Democratic Sen. Scott Wiener introduced SB888, which would expand the substance abuse treatment options that qualify for Medi-Cal, the state’s health care program for the poor, to include “contingency management.” These programs use vouchers or small cash prizes to motivate people to stay off drugs.
“We need to employ every possible tool to help people recover from this powerful addiction,” Wiener said in a statement.
Meth use is skyrocketing nationally, particularly in Western states. In 2018, nearly 12,700 people died from overdoses involving stimulants with addiction potential, which includes methamphetamine, according to the National Center for Health Statistics. That is almost four times as many deaths as five years before.
San Francisco has been hit hard. Meth is now involved in a fifth of drug arrests in the city and is tied to about half of visits to the psychiatric emergency room. Overdoses surged during the past decade to 126 in 2018, with mortality rates highest among African American men.
Wiener said meth is having an outsized impact on the lesbian, gay, bisexual and transgender community, because it is used as a party drug to enhance sexual experiences.
But there are few options available for treatment. Unlike with opioids, there are no federally approved medications for meth addiction. The National Institute on Drug Abuse recognizes contingency mangagement as an effective strategy, and it has been embraced by the U.S. Department of Veterans Affairs.
“When it comes to opioids or alcohol, we have other options. But this really stands out for stimulants,” said Laura Thomas, director of harm reduction policy at the San Francisco AIDS Foundation.
Her organization runs the Positive Reinforcement Opportunity Project, which aims to help members of the LGBT community stop using meth. The 12-week program offers counseling and has participants take observed urine tests three times each week.
For each negative test, participants earn rewards. They can finish the treatment with up to $330 in gift certificates.
Thomas said the idea is to reinforce positive behavior and that many participants go on to more intensive, residential rehabilitation. Out of 126 people who participated in the program last year, 63% stopped taking meth and another 19% reduced their drug use, she said.
Billy Lemon went through the program almost seven years ago as he was trying to kick a meth habit that had taken over his life.
“I just got caught up in a world that I was not prepared for and was not able to gently remove myself from that world, and it snowballed year after year,” he said. “I just knew that I was going to die.”
Lemon said the mix of counseling and financial incentives gave him space to figure out for himself that he wanted to get clean, rather than trying to manage his drug use. Although he could talk in group therapy sessions about his struggles, the rewards for clean drug tests felt like validation for the effort he was putting in.
“It released some of the stigma from being a drug addict,” Lemon said.
Completing the treatment pushed Lemon to go through a 12-step program.
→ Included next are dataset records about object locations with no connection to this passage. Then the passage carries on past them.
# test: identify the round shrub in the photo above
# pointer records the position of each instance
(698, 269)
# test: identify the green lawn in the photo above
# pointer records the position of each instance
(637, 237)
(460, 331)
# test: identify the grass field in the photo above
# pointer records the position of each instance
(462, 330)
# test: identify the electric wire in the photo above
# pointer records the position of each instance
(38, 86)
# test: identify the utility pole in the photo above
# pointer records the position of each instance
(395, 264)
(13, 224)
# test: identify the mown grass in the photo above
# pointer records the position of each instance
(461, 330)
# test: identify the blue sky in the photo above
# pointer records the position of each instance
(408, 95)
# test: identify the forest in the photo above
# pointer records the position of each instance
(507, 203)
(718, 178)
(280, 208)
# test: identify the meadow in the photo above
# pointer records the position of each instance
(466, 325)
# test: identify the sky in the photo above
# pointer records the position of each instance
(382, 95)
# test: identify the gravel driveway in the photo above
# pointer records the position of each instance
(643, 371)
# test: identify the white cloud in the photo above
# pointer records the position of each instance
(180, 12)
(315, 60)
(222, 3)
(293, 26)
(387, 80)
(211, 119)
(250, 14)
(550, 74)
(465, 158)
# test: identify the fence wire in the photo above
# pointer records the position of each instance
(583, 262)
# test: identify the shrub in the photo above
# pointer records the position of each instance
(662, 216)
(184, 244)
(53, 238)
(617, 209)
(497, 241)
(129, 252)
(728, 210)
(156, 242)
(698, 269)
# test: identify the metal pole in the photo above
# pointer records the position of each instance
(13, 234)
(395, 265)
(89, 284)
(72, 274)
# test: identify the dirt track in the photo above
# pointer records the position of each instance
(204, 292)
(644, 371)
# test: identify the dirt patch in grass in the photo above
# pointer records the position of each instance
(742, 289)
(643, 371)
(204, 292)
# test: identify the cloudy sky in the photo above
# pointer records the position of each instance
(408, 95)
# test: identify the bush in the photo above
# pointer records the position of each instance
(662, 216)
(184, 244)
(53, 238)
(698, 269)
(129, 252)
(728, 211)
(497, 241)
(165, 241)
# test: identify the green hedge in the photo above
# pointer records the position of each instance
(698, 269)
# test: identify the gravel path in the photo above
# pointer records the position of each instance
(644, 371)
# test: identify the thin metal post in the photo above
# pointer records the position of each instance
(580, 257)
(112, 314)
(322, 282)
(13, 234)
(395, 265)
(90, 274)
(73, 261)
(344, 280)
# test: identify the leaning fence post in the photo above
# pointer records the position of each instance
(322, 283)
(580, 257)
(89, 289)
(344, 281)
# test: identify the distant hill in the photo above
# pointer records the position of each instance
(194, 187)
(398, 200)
He’s now executive director of the Castro Country Club, a nonprofit that runs a sober community space for LGBT people recovering from addiction. He said he would like contingency management programs to be more widely available, in part because they can be a financial lifeline for people who are trying to quit using meth while homeless.
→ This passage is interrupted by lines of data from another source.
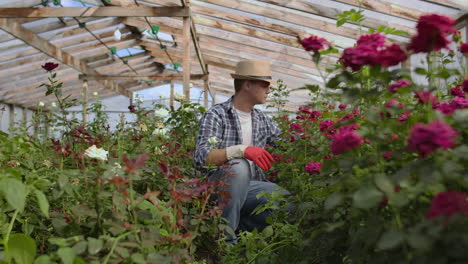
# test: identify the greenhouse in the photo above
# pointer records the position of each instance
(233, 131)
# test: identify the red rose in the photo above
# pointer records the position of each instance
(432, 33)
(391, 56)
(447, 204)
(314, 43)
(464, 47)
(49, 66)
(374, 40)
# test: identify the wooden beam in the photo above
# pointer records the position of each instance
(330, 12)
(385, 8)
(142, 78)
(85, 102)
(171, 96)
(16, 29)
(460, 4)
(106, 11)
(186, 59)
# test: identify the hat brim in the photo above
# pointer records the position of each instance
(244, 77)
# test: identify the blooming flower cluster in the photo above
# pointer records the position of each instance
(370, 50)
(399, 84)
(313, 167)
(313, 43)
(432, 32)
(49, 66)
(426, 139)
(447, 204)
(464, 48)
(345, 139)
(161, 113)
(96, 153)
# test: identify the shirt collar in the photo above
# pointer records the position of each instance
(229, 106)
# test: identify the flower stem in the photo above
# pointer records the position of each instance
(7, 237)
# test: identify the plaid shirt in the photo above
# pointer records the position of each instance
(221, 121)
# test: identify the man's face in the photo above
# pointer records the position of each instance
(259, 91)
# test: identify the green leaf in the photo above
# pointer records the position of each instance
(419, 241)
(421, 71)
(61, 242)
(340, 22)
(113, 50)
(268, 231)
(163, 232)
(400, 33)
(312, 87)
(42, 201)
(384, 184)
(367, 197)
(22, 248)
(330, 50)
(390, 239)
(44, 259)
(80, 247)
(333, 200)
(155, 29)
(14, 192)
(94, 245)
(138, 258)
(67, 255)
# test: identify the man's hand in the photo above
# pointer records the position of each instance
(260, 156)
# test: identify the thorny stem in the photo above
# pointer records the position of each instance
(7, 237)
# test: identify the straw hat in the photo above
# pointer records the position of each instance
(253, 70)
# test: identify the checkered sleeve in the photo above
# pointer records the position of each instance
(210, 125)
(274, 131)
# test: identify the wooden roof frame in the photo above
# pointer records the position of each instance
(229, 31)
(15, 29)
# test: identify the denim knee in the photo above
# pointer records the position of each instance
(236, 170)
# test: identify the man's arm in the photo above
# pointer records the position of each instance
(216, 157)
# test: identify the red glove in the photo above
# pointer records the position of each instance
(260, 156)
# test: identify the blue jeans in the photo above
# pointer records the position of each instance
(238, 212)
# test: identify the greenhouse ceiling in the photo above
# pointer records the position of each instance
(226, 31)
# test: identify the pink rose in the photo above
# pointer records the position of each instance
(447, 204)
(314, 43)
(345, 140)
(464, 48)
(391, 55)
(399, 84)
(374, 40)
(326, 124)
(459, 102)
(359, 56)
(313, 167)
(425, 97)
(432, 33)
(457, 91)
(426, 139)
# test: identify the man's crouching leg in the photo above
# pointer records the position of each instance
(236, 176)
(249, 220)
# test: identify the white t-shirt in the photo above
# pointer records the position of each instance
(245, 119)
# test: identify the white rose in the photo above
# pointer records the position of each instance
(179, 97)
(143, 127)
(161, 112)
(161, 132)
(213, 141)
(96, 153)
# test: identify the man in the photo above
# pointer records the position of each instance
(241, 133)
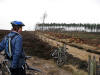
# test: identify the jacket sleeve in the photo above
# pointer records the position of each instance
(17, 52)
(2, 45)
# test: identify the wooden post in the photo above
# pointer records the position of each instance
(94, 65)
(89, 60)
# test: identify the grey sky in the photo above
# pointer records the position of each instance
(60, 11)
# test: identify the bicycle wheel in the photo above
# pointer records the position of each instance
(60, 62)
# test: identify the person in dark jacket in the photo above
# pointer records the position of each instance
(17, 60)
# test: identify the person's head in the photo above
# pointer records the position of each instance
(17, 26)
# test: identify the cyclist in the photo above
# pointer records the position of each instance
(15, 54)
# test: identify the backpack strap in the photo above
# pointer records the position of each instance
(10, 38)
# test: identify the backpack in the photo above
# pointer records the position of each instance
(8, 49)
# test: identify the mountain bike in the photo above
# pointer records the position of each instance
(60, 55)
(29, 70)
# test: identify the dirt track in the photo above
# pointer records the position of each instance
(40, 58)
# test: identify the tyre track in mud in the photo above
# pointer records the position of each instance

But Wiener said clinics have been discouraged from adopting the model because of a state law meant to crack down on fraudulent rehab facilities that pay people to enroll so they can collect the insurance payments. His bill would clarify that contingency management is not considered an illegal kickback and make it eligible for Medi-Cal reimbursement, so providers could expand treatment without relying on private funds.
“This is a science-based approach to treating meth addiction,” Wiener said, “and it’s time for California to embrace it.”